L’ultima telefonata al fratello prima della tragedia: «Non si può accettare quello che è successo»

Moltrasio Le parole di Ahmed e la fine dei due egiziani uccisi nella baracca dal monossido. «Ho parlato con Abdelaziz poco prima... era un bravo ragazzo»

«C’eravamo sentiti la sera prima. Sapevo che lavorava su quel cantiere a Como. È molto dura accettare quello che è successo». Ahmed, egiziano, è il fratello di Said Salah Ibrahim Abdelaziz, 27 anni, che avrebbe compiuto i 28 al primo di novembre. Salah è una delle due vittime del monossido nel cantiere edile di Moltrasio, aperto per la realizzazione di «fabbricati di civile abitazione» in via Ranzato. A uccidere lui e il compagno di lavoro Said Samir Mohamed Mahmoud, 29 anni, le esalazioni provenienti da un secchio di vernice che era stato utilizzato come fosse un braciere per scaldarsi nel corso di quella che è stata la prima notte con temperature più basse rispetto ai mesi scorsi.

Il fratello di Abdelaziz fa il muratore anche lui, «il carpentiere» ci tiene a precisare, in un italiano stentato, parlato a fatica e travolto ancora dall’emozione per quanto avvenuto.

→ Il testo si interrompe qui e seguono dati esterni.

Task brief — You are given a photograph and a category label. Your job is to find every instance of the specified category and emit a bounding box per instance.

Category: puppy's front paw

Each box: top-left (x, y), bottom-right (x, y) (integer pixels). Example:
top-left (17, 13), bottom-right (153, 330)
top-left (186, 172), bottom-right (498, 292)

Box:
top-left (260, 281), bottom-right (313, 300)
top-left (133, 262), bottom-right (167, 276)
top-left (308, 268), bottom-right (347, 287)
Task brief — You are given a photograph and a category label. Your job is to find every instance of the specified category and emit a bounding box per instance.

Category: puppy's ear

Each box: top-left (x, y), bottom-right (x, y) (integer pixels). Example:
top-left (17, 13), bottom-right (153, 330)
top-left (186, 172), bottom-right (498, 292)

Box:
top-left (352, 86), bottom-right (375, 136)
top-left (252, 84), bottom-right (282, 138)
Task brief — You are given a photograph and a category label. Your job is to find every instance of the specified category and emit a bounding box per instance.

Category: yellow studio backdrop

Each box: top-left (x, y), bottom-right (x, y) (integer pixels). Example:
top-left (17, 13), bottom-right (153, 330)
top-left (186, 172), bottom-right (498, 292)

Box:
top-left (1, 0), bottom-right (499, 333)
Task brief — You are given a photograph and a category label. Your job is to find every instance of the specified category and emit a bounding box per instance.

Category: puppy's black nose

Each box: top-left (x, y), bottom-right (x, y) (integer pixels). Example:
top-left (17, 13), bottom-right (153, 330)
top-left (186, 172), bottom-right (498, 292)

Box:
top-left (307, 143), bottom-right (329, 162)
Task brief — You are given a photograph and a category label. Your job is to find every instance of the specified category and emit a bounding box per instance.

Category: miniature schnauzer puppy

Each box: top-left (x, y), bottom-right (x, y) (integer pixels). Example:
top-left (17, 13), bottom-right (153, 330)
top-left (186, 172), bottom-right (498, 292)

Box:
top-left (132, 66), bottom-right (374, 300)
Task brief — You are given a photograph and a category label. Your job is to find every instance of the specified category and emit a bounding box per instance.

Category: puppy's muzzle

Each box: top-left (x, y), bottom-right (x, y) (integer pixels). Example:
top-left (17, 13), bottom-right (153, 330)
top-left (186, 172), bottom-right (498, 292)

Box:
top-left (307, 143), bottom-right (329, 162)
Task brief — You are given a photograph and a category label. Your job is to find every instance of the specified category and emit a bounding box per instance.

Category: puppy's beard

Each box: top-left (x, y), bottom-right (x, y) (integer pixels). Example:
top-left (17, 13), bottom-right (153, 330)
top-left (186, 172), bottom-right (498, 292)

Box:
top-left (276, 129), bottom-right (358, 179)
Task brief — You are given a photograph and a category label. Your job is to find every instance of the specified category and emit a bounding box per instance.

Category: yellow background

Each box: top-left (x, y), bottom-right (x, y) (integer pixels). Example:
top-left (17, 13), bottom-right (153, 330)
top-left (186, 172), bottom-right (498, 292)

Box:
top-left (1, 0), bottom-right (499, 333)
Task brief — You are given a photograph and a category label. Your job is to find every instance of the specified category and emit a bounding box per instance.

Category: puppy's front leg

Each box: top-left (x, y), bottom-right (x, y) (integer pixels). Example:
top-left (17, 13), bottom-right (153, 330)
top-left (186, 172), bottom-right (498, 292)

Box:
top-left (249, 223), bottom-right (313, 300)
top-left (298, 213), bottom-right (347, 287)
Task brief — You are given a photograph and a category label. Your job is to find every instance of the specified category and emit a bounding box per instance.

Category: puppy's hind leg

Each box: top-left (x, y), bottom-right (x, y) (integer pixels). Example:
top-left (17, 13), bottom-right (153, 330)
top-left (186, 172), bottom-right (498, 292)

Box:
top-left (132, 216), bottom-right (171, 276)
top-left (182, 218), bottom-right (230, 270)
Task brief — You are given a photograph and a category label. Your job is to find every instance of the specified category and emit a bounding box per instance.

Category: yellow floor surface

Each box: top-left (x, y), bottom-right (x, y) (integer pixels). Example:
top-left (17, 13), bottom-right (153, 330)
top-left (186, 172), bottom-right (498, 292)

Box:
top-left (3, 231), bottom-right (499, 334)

Ahmed è in regola, assunto e impegnato su un altro cantiere rispetto a quello del fratello che forse aspirava a compiere il suo stesso percorso, trovandosi un giorno con un contratto di lavoro in mano. «Un bravo ragazzo – ci dice ricordandolo – Era arrivato da un mese (in realtà risulterebbe da un po’ di più, ndr), Sapevo che lavorava in quel cantiere, ci eravamo sentiti solo la sera prima, poi il giorno dopo è arrivata quella notizia». Difficile chiedergli di più, come del resto di più non dice lo studio legale di Milano che è stato nominato per tutelare le due vittime della tragedia di Moltrasio.